How does "an overnight dump via stored proc to a text file" save database resources? Is there something about the stored procedure that is more efficient in SQL Server? Perhaps naively, it seems to me that either way you're running SQL against the database. In OUR environment, I believe that doing it directly in QlikView is actually BETTER. That's specific to our hardware and licensing agreements, but in our case, the ODBC connection from QlikView is allowed to run on a separate and faster physical processor than the main ones our mainframe uses, and so it doesn't compete for CPU resources with the transactional system (even if it still competes for other resources).

If options 2 or 3 are practical, I agree they'll reduce load on the transactional database. But if the production environment is so sensitive that running an indexed query against a small portion of the transactional database once per day will cause a problem, in my opinion the production environment need a serious overhaul to be made more robust. And if it isn't an indexed query against a small portion of the transactional database, it seems likely that they could make some basic improvements to the incremental load process (e.g., add an index) to significantly reduce the load on the transactional database.

Report Inappropriate Content · ‎2011-12-19

Good question.

Not knowing anything about the physical environment of the original poster, those are my recommendations to get the solution stable and in production over time in SQL Server.

As for DB2, that, Oracle and TD are different, very very different, from SQL Server.

/end battle scar result post

johnw · ‎2011-12-19

Heh. Fair enough. I guess I assumed more similarities than actually exist.

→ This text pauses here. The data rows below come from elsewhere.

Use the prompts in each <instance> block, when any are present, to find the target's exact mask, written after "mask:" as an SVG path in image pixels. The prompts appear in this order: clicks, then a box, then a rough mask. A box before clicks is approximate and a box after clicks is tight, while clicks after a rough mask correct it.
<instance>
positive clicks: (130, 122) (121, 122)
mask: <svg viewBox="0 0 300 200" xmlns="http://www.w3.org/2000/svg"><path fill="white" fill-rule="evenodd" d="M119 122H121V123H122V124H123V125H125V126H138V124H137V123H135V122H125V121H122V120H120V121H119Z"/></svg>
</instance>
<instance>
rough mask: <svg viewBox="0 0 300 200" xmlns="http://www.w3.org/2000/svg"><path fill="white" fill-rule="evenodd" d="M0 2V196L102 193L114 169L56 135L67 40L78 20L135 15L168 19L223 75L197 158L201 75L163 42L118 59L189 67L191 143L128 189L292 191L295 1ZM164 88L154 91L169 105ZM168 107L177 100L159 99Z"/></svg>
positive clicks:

Report Inappropriate Content · ‎2011-12-19

My "keep things simple" approach would be as follows:

1. Create a duplicate of the Production database from the most recent scheduled backup

2. Load the initial state of your QVD file from this duplicate

3. Use native QlikView incremental load from the Production database from then on

A number of posts have mentioned indexes. I'm stating the obvious, but you MUST have an index on the field that you are using for the incremental load.